|Harvinder Sian, Co-head European Markets research, RBS|
It has a debt overhang problem that remains unsolved. The rise in private debt is merely slowing in a number of countries and is only falling meaningfully in Germany and Spain.
Without tax, inflation has not been above 2 per cent for several years. Our models point to a sub-1 per cent trend by the end of 2014 and it is difficult to see where the upward inflation impulse is going to come from next given that German wages are not rising and macroprudential policy may well be used to mitigate the countrys boom risks. For example, a typical sign of an overheating inflationary boom is a rise in credit and this is still falling in Germany.
"These changes are vital for Europe's survival because, despite some steps in the right direction the financial crisis is far from over in the region."
Low inflation is good. You can buy more stuff as ECB President Mario Draghi is keen to tell the market. The danger, however, is that inflation expectations fall and lock markets into a liquidity trap.

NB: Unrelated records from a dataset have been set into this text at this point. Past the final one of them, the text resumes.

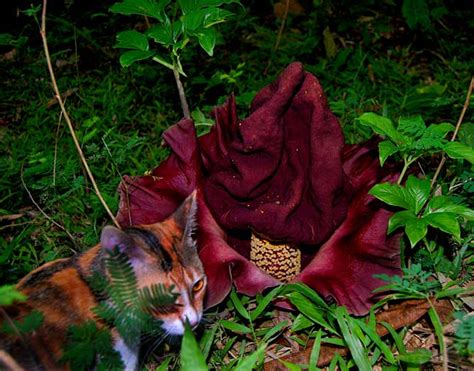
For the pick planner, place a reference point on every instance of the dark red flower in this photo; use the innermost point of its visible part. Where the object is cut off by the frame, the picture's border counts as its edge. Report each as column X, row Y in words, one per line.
column 284, row 174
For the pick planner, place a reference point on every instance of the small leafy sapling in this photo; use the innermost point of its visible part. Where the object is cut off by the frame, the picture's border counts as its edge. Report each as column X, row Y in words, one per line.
column 173, row 24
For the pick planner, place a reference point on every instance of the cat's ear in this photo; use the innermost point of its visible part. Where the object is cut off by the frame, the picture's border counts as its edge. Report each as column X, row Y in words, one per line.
column 112, row 237
column 186, row 215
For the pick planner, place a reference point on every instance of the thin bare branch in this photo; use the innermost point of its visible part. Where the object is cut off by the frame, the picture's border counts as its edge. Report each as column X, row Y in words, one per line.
column 458, row 126
column 66, row 115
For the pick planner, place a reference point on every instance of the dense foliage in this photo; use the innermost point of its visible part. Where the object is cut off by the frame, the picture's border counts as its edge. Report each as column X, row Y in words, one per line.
column 380, row 63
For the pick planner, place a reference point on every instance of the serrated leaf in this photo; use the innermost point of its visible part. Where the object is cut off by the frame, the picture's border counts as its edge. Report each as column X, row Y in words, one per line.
column 161, row 34
column 445, row 204
column 399, row 219
column 9, row 294
column 413, row 127
column 191, row 356
column 207, row 39
column 416, row 13
column 416, row 229
column 132, row 40
column 132, row 56
column 417, row 191
column 383, row 126
column 459, row 151
column 446, row 222
column 149, row 8
column 391, row 194
column 386, row 149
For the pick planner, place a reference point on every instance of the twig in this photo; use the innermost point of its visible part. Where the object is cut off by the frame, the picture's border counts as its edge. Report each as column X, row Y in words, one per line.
column 40, row 209
column 182, row 95
column 280, row 33
column 458, row 126
column 8, row 361
column 66, row 115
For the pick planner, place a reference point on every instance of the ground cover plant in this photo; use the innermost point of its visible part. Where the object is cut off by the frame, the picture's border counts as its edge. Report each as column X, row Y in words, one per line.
column 401, row 70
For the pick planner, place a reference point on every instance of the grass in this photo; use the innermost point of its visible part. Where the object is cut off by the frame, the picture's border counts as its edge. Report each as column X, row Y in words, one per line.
column 48, row 209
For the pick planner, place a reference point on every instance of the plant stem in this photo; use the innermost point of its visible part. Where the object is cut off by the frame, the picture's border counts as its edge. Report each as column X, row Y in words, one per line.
column 182, row 95
column 66, row 115
column 458, row 126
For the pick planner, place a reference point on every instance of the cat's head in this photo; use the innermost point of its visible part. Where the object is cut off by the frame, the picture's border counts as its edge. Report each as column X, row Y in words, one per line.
column 166, row 253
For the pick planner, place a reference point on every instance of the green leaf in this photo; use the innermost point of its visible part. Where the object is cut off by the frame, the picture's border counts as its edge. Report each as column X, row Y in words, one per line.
column 149, row 8
column 9, row 294
column 416, row 229
column 386, row 149
column 399, row 219
column 248, row 363
column 132, row 40
column 383, row 126
column 132, row 56
column 459, row 151
column 416, row 13
column 191, row 5
column 207, row 39
column 238, row 305
column 264, row 303
column 444, row 204
column 358, row 351
column 446, row 222
column 418, row 191
column 416, row 357
column 413, row 127
column 190, row 356
column 309, row 310
column 314, row 356
column 235, row 327
column 391, row 194
column 161, row 34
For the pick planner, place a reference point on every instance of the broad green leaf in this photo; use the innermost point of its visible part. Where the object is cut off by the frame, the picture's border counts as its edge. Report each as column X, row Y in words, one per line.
column 447, row 222
column 238, row 305
column 459, row 151
column 413, row 127
column 416, row 13
column 207, row 39
column 235, row 327
column 309, row 310
column 444, row 204
column 130, row 57
column 9, row 294
column 386, row 149
column 132, row 40
column 383, row 126
column 416, row 357
column 190, row 356
column 399, row 219
column 418, row 191
column 161, row 34
column 358, row 351
column 191, row 5
column 416, row 229
column 314, row 356
column 248, row 363
column 203, row 18
column 391, row 194
column 149, row 8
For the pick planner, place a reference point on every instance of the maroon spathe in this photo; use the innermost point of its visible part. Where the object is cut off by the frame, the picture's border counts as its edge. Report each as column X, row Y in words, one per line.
column 284, row 173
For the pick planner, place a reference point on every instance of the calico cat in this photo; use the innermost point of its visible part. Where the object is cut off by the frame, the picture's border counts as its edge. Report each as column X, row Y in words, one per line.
column 159, row 253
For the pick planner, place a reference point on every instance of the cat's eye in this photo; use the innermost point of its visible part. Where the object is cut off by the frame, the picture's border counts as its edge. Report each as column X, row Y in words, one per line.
column 198, row 285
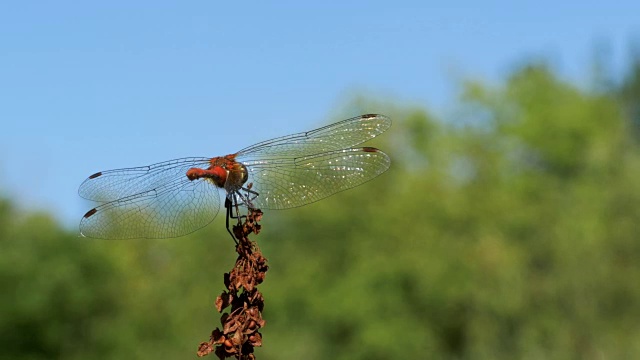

The ECB will be very sensitive to that. It would be one of the main triggers to bring the central bank into play. It can cut rates or add more liquidity, but it needs to increase money supply and get the banks working again to really fix the deflation problem.
Its asset quality review and stress test of eurozone banks will help, but credit easing via bank loan purchases is the game changer that would get the euro area moving forward on a more even keel. Unfortunately, the ECB is very far from any such move.
The future of the eurozone depends on greater homogeneity; the continent needs relatively close growth performance. It needs France and Italy to introduce vital reforms and enter Europes competitive devaluation war. Both countries must liberalise the labour markets and the non-traded sector.
France has made some movement towards wage moderation, but its adjustment needs are not yet critical. Unfortunately, the same cannot be said of Italy, which is rapidly losing market share and has a much higher risk associated with unemployment, as well as an unstable political backdrop.
These changes are vital for Europes survival because, despite some steps in the right direction, the financial crisis is far from over in the region.
Of course, some progress has been made. We now have a lender of last resort in the ECB a very significant move that has bought time for more homework to be done to solve problems.
This homework is happening to some extent within the Banking Union and we are seeing some economic reforms coming through in some regions.
What is really needed now is a political agenda to change the economic landscape. Hitherto that has only happened under market duress. It would need to incentivise Italy and France to carry out the necessary reforms for a start. It is unclear whether that shift will happen in enough size so it is far from plain sailing from here.